The events I’m referring to are the recent outage to Amazon’s Elastic Block storage service that affected a great number of web services. In essence part of the cloud services that Amazon provides, in this case a cloud disk service that for all intents and purposes is the same as a hard drive in your computer, suffered a major outage in one of their availability zones. This meant for most users in that particular zone that relied on this service to store data their services would begin to fail just as your computer would if I ripped its hard drive out whilst you were using it. The cause of the events can be traced back to human error but it was significantly compounded by the high level of automation in the system, which would be needed for any kind of cloud service at this scale.
For a lot of the bigger users of Amazon’s cloud this wasn’t so much of an issue since they usually have replicas of their service on the geographically independent mirror of the cloud that Amazon runs. For a lot of users however their entire service is hosted in the single location, usually because they can’t afford the additional investment to geographically disperse their services. Additionally you have absolutely no control over any of the infrastructure so you leave yourself at the mercy of technicians of the cloud. Granted they’ve done a pretty good so far but you’re still outsourcing risk that you can’t mitigate, or at least not affordably.
My preferred way of doing the cloud, which I’ve liked ever since I started talking to VMware about their cloud offerings back in 2008, was to combine the ideas of both self hosted services with the extensibility of the cloud. For many services they don’t need all the power (nor the cost) of running multiple cloud instances and could function quite happily on a few co-hosted servers. Of course there are times when they’d require the extra power to service peak requests and that’s where the on-demand nature of cloud services would really shine. However apart from vCloud Express (which is barely getting trialled by the looks of things) none of the cloud operators give you the ability to host a small private cloud yourself and then offload to their big cloud as you see fit. Which is a shame since I think it could be one way cloud providers could wriggle their way into some of the big enterprise markets that have shunned them thus far.
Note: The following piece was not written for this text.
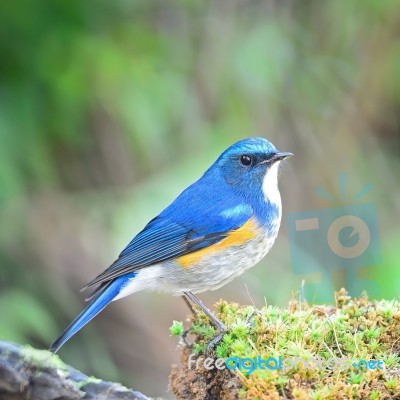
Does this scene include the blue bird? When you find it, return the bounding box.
[50,138,292,353]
Of course there are other ways of getting around the problems that cloud providers might suffer, most of which involve not using them for certain parts of your application. You could also build your app on multiple cloud platforms (there are some that even have compatible APIs now!) but that would add an inordinate amount of complexity to your solution, not to mention doubling the costs of developing it. The hybrid cloud solution feels like the best of both worlds however it’s highly unlikely that it’ll become a mainstream solution anytime soon. I’ve heard rumors of Microsoft providing something along those lines and their new VM Role offering certainly shows the beginnings of that becoming a reality but I’m not holding my breath. Instead I’ll code a working solution first and worry about scale problems when I get to scale, otherwise I’m just engaging in fancy procrastination.